こころの病気の時に現れる症状にも病気を治りにくくする要素があります。その一つに「マイナス思考」というものがあります。「何ごとも悪い方向に考えてしまう」のがマイナス思考です。家族の言葉も、友人の言葉も悪いようにしか取らない。物事は良い面も悪い面もあるのですが、悪いところばかり目につく。これがマイナス思考です。うつ病ではこのマイナス思考が現われるのが特徴的ですが、うつ病だけでなく、他のこころの病気でもマイナス思考は現れます。マイナス思考があると、「病気は一生治らない。」「一生薬を飲まなければならない。」などと考えるようになり、本来良くなるはずの症状でも「良くなるはずはない」などと根拠なく思い込んでしまいます。これは一種の自己暗示に近い状態です。このような自己暗示にかかるとこころの病気は治りにくくなります。またマイナス思考があると自己卑下という現象が起きます。自分の欠点ばかり見つめ、「自分はどうしようもない人間」「自分の程不幸な人間はいない。」などと自分を必要以上に卑下してしまうのです。自己卑下は、自分いじめです。自分をいじめていると益々うつが深まり希望が持てなくなります。自分の人生に希望が持てないとうつが益々深まります。うつ状態→自己卑下→うつが悪化する、いわゆる悪循環が始まってしまいます。
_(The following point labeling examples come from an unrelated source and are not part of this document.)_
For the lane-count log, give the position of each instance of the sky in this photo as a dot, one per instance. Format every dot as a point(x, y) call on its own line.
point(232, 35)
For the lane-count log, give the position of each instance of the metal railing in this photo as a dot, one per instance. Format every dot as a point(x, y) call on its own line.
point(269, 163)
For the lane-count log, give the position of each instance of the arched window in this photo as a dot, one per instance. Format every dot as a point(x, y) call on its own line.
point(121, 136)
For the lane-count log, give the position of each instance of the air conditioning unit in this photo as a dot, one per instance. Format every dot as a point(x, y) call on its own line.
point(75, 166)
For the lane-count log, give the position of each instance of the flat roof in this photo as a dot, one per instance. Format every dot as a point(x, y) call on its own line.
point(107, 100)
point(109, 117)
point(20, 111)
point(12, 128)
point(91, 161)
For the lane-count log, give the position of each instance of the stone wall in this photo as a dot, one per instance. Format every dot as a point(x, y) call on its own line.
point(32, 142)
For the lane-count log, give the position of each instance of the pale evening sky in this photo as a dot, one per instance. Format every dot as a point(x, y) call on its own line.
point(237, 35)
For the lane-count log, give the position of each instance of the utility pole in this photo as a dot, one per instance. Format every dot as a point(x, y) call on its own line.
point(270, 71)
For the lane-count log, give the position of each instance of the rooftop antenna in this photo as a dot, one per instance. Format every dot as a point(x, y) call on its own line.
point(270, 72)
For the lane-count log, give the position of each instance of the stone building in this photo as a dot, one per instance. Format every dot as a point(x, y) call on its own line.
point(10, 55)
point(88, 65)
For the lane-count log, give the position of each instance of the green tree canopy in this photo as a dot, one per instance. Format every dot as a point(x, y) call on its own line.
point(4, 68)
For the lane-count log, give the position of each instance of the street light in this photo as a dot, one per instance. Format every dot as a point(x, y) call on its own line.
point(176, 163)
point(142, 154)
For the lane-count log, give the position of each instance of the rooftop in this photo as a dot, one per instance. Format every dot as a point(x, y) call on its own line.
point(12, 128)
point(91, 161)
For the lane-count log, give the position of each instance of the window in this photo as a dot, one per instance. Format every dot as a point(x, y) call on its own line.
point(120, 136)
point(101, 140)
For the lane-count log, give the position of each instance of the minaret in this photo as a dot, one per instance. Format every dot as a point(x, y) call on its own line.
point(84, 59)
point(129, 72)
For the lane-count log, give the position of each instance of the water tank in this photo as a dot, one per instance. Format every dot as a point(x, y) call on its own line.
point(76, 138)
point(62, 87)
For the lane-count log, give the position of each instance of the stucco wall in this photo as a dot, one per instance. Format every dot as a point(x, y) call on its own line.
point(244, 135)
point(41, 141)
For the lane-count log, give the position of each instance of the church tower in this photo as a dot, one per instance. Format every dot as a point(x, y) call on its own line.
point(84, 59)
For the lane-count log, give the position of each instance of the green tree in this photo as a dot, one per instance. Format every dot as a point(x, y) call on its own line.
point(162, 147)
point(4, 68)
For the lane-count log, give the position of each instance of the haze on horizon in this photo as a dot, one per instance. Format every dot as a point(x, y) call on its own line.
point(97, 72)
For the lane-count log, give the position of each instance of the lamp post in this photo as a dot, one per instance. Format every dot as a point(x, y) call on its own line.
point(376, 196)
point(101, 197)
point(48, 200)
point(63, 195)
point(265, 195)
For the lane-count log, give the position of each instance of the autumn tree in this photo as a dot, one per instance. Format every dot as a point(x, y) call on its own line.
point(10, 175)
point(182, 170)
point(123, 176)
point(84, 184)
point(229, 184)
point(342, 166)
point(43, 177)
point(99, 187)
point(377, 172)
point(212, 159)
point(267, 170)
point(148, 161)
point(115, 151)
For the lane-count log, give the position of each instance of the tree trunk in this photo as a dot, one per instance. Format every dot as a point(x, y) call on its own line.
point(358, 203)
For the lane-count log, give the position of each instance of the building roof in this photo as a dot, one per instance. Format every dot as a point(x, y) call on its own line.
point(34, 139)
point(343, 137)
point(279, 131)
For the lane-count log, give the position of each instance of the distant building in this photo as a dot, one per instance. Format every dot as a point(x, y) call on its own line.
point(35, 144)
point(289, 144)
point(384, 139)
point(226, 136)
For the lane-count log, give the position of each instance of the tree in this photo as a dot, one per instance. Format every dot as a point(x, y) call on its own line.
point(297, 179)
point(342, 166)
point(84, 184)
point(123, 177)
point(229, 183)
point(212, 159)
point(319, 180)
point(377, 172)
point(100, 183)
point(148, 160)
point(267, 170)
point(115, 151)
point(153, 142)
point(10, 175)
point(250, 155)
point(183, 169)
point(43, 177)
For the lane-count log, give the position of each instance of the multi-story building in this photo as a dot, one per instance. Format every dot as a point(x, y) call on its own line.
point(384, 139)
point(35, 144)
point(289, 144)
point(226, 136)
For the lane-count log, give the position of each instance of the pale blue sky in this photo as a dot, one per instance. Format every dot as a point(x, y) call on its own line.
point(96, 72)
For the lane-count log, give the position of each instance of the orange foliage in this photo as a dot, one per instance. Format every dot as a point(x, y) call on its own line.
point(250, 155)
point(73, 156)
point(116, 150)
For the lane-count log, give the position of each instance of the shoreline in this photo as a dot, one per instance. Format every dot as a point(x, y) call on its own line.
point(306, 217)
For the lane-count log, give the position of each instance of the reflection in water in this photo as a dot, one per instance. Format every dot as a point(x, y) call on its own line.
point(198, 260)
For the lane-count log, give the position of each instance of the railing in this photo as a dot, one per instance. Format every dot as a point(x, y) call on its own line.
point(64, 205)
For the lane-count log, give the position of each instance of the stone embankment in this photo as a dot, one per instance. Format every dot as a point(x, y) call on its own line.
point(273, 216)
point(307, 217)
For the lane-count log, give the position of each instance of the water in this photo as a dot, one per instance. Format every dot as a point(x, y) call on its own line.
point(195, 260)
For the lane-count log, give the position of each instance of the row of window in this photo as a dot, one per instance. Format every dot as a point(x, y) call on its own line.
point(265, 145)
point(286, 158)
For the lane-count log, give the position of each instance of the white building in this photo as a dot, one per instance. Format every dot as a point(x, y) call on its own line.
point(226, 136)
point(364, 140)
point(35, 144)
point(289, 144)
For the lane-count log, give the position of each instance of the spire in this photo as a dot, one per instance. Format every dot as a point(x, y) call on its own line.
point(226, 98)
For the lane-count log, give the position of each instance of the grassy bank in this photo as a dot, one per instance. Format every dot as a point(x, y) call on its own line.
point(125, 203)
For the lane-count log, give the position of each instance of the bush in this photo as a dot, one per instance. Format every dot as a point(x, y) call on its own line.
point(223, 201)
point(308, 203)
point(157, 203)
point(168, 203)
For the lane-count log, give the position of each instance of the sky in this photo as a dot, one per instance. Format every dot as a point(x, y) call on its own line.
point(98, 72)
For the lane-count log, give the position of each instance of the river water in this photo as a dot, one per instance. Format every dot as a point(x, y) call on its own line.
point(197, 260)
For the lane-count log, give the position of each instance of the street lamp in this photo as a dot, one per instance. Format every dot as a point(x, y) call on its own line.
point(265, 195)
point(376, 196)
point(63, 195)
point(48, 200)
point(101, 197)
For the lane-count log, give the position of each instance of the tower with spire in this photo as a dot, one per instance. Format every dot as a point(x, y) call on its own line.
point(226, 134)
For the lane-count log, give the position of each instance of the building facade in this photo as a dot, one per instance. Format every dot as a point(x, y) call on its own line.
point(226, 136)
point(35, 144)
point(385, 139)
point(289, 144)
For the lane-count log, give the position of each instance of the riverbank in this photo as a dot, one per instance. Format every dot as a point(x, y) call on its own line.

心の病気を治すためには、このようなマイナス思考に適切に対処することが大切です。そのためにはまず自分の病気に対して正しい理解を持ちましょう。病気に対して正しい理解をすると根拠なく「病気は良くならない」などと思い込むことが少なくなります。最近ではネットから情報を得る患者さんが多くなりましたが、ネットからの情報は有益なものもあればそうでないものもあります。情報ソースが明らかで、情報発信者が責任を持っている情報、たとえば学会や厚生労働省、病院、製薬会社などのサイトからの情報であれば信頼できます。反対に匿名の情報には注意して下さい。匿名の情報は情報発信者が発信した情報に責任を持ちません。信頼できる情報でもその情報が自分にどう当てはまるのかはわかりにくいことがあります。ですから、あなたのことを良く理解している主治医にその情報がどう当てはまるのか尋ねてみることをお勧めします。また自分をいじめないようにしましょう。自分をいじめないようにするためにはどうしたら良いか主治医に相談し適切なアドバイスを受けましょう。マイナス思考を乗り越えれば、「病気は良くなっていく」という安心感が生まれます。このような安心感あるとうつ症状は軽くなり、マイナス思考も減っていく良循環が生まれます。このような良循環があるとこころの病気は着実に改善していくのです。

今週もまだ残暑が続きそうですが、皆さんお身体を大切にお過ごし下さい。9月はもうそこまで来ています。